Lambert then noted that while this particular model on the arena was “Tanking the technical reputation of the liberation because his character is juvenile”, “ including a lot of emojis and a frivolous emotional dialogue, “The real model on other accommodation providers is quite intelligent and has a reasonable tone!”
In response to the torrent of criticisms and charges of reference cooking, The vice-president and chief of Genai Ahmad al-Dahle de Meta went to X to declare:
“We are happy to start getting Llama 4 in your hands. We already hear many excellent results with these models.
That said, we also hear certain mixed quality reports between different services. Since we abandoned the models as soon as they were ready, we expect it to take several days at all public implementations to be composed. We will continue to work on our bugs and integration partners.
We have also heard claims that we have trained on test tests – it is simply not true and we would never do that. Our best understanding is that people of variable quality are due to the stabilization of implementations.
We believe that Llama 4 models are significant progress and we look forward to working with the community to unlock their value.“”
However, even this answer has encountered a lot poor performance complaints and calls for more information, as more technical documentation Describe Llama 4 models and their training processes, as well as additional questions about the reasons why this version compared to all previous versions of Llama particularly riddled with problems.
He also comes to the heels of the number two at Meta Vice-President of Research Joelle Pineau, who worked in the adjacent organization of research on artificial intelligence (fair), announcing his departure from the company On LinkedIn last week to “nothing other than admiration and the deep gratitude for each of my managers”. Pineau, it is also advisable to note Promoted the release of the Llama 4 Model family This weekend.

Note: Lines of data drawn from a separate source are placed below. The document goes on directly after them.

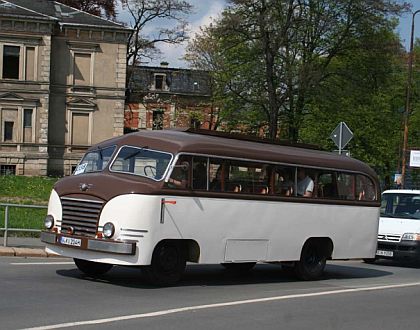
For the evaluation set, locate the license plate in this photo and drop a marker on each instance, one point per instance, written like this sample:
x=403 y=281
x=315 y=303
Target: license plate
x=384 y=253
x=70 y=241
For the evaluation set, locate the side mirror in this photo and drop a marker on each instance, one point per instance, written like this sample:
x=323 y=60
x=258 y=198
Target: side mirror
x=185 y=166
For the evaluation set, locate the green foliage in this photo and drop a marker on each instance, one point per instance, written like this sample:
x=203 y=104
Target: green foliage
x=26 y=190
x=365 y=89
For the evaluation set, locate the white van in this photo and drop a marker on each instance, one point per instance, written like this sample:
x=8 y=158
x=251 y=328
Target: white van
x=399 y=225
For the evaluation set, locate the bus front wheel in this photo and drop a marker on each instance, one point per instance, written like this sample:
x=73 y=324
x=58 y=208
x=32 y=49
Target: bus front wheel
x=312 y=262
x=92 y=268
x=168 y=264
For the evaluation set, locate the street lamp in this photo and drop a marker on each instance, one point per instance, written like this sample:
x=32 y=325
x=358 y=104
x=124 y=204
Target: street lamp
x=407 y=101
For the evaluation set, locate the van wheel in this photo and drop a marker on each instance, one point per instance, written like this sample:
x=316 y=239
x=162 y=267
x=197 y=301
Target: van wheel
x=92 y=268
x=312 y=262
x=168 y=264
x=239 y=267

Llama 4 continues to spread to other inference suppliers with mixed results, but it is sure to say that the initial version of the model family was not a Slam Dunk with the AI community.
And the next Meta Llamacon on April 29The first celebration and the gathering for third -party developers in the model family, will probably have a lot of fodder for the discussion. We will follow everything, stay attentive.